Delphine keeps me waiting for a good ten minutes in a fancy ivory and crimson waiting room. Is this where spouses suspecting their other halves of adultery wait with anticipation and angst? There is no one around at this late hour. Delphine at last appears, a womanly creature dressed in ruby red, flourishing a warm smile. Private detectives don’t look like Columbo these days.
I sign a release form, show her my carte d’identité, and she hands me a large beige envelope that has been sealed with a thick wad of wax. This has not been opened in years, I can tell. “REY” is typed out in big black letters. I am told that what is inside is the originals of what was sent to my grandmother.

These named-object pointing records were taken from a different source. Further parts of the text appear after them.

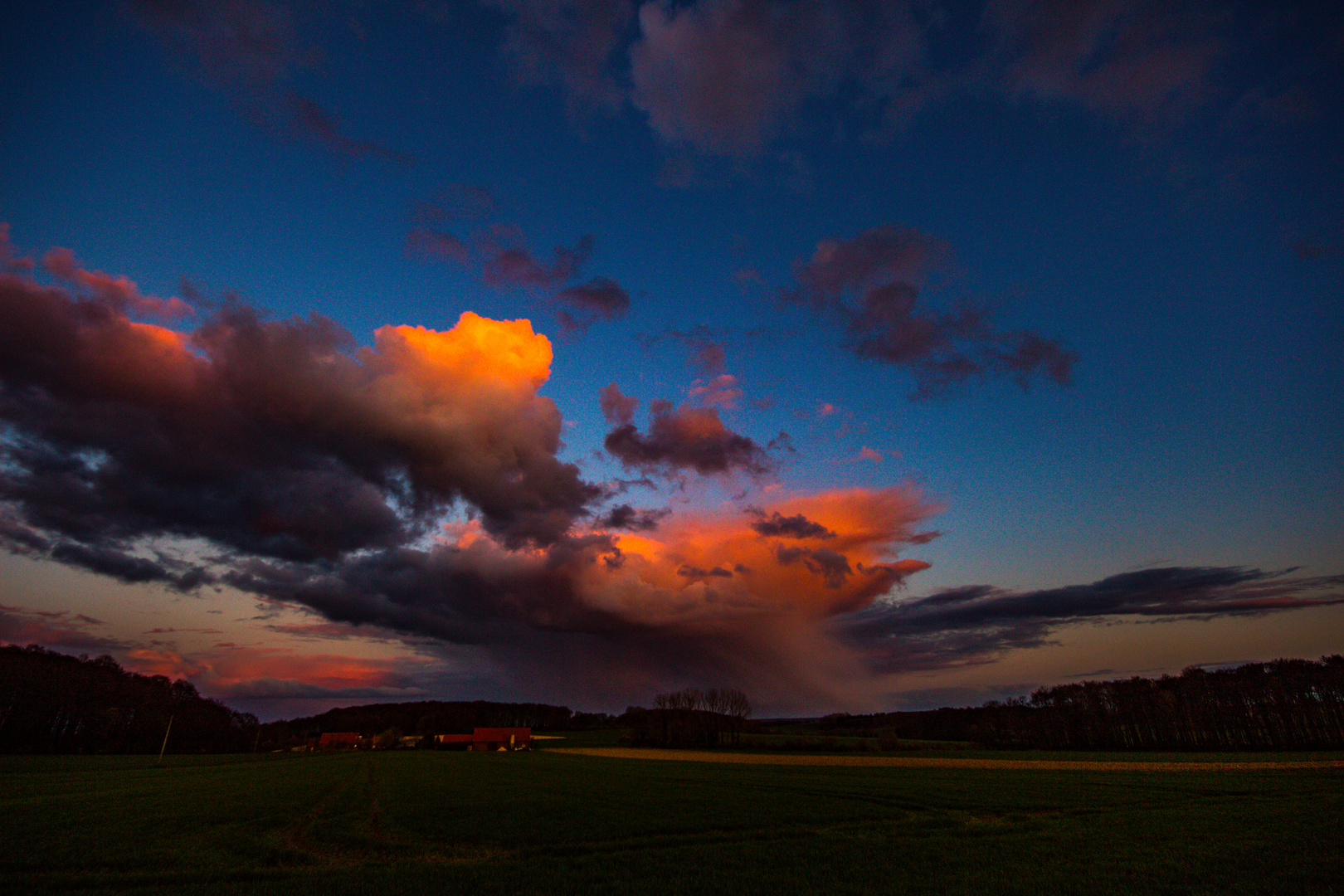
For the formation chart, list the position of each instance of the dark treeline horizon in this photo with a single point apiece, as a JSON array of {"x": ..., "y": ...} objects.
[
  {"x": 56, "y": 703},
  {"x": 425, "y": 719},
  {"x": 1283, "y": 704}
]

I long to open it as soon as I get into the car, but I force myself to wait.
At home, I make coffee, light a cigarette, and sit down at the kitchen table. I draw a deep breath.
There is still time to put the envelope away. To never open it. To never know. I look around the familiar room. The boiling kettle, a scattering of crumbs on the counter, an unfinished glass of milk. The apartment is quiet, Lucas is no doubt asleep, and Margaux is in front of her computer. I wait, still. I wait for a long time.

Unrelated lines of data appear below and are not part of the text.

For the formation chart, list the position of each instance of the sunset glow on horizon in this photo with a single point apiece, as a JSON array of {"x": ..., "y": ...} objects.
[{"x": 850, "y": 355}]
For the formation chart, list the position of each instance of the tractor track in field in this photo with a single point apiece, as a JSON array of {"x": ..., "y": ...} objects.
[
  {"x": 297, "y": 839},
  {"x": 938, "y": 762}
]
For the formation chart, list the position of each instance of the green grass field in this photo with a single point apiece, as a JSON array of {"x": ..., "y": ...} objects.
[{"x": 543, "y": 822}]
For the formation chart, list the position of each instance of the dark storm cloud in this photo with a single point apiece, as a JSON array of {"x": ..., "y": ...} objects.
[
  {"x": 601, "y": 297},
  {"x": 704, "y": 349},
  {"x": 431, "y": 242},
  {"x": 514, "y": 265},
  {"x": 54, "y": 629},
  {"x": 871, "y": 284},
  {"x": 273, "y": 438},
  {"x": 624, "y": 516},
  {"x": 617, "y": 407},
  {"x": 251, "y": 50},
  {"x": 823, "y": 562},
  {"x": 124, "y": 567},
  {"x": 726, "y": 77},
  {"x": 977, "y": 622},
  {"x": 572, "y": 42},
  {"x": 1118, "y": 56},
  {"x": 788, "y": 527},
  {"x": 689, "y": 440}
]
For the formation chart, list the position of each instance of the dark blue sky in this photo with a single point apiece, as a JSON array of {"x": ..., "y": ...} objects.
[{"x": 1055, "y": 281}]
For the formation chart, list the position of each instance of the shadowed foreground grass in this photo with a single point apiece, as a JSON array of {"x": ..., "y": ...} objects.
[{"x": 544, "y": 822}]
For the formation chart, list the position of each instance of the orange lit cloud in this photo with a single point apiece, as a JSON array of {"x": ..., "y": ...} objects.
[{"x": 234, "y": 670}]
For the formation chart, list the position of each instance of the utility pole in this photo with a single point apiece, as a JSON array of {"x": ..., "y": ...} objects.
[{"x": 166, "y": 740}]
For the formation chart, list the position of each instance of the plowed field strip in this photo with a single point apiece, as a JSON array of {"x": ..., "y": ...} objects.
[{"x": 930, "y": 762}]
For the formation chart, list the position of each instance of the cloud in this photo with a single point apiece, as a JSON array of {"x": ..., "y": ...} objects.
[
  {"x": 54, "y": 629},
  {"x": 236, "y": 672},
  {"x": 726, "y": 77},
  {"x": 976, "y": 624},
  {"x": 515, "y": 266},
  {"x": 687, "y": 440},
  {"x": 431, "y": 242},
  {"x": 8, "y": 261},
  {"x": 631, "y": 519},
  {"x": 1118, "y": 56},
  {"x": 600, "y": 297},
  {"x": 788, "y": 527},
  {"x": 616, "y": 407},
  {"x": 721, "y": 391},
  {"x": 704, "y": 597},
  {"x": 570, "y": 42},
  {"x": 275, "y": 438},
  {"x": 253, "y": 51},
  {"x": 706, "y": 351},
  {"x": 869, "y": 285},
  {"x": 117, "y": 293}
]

Then I seize a knife and slit the envelope open. The seal gives way, cracks in two. It is done.
The first items that tumble out are a couple of black-and-white press clippings from Vogue and Jours de France magazines. My parents at cocktail parties, social events, races-1967, 1969, 1971, 1972. Monsieur and Madame François Rey. Madame wearing Dior, Jacques Fath, Schiaparelli. Were these dresses lent to her? I don’t remember her ever wearing them. How gorgeous she looked. So fresh, so pretty.

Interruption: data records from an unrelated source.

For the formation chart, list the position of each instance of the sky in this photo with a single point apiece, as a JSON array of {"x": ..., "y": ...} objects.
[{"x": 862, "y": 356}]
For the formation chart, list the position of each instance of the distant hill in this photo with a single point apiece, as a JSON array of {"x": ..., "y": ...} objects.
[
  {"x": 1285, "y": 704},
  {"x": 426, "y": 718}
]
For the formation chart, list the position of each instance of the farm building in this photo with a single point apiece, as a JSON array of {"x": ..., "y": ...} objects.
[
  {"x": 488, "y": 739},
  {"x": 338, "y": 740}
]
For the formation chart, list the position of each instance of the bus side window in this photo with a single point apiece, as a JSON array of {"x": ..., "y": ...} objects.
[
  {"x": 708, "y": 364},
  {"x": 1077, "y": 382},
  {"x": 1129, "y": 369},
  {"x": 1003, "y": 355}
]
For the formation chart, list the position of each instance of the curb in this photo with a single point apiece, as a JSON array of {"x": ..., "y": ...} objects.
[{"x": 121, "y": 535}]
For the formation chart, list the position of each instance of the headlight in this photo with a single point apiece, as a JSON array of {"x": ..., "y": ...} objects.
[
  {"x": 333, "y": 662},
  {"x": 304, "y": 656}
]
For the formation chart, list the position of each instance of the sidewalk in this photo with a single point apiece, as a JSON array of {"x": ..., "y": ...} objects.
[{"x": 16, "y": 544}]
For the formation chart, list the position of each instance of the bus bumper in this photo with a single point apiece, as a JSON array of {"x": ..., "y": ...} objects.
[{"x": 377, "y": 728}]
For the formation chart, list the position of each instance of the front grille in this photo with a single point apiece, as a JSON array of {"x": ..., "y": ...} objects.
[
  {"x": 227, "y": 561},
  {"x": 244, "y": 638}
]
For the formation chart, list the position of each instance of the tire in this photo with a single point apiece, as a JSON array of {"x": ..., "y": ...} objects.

More press clippings, this time from Le Monde and Le Figaro. My father and the Vallombreux trial, the one that made him famous in the early seventies. I find two more small clippings: the announcement of my birth and of Mélanie’s in the Figaro’s Carnet du Jour. I then find a large manila envelope. Inside are three black-and-white photographs, two color ones. Bad quality, grainy close-ups. But I have no trouble recognizing my mother. She is with a tall, platinum-haired woman who seems older than she. Three of the photographs are shot in Paris, in the streets. My mother is looking up and smiling at the woman. They are not holding hands, but they are evidently close. It is fall or winter-they both have coats. The two color photos are taken in a restaurant or a hotel bar. They are sitting at a table. The blond woman is smoking. She is wearing a purple blouse and a pearl necklace. My mother’s face is somber, downcast eyes and tight mouth. In one photograph the woman is stroking my mother’s cheek.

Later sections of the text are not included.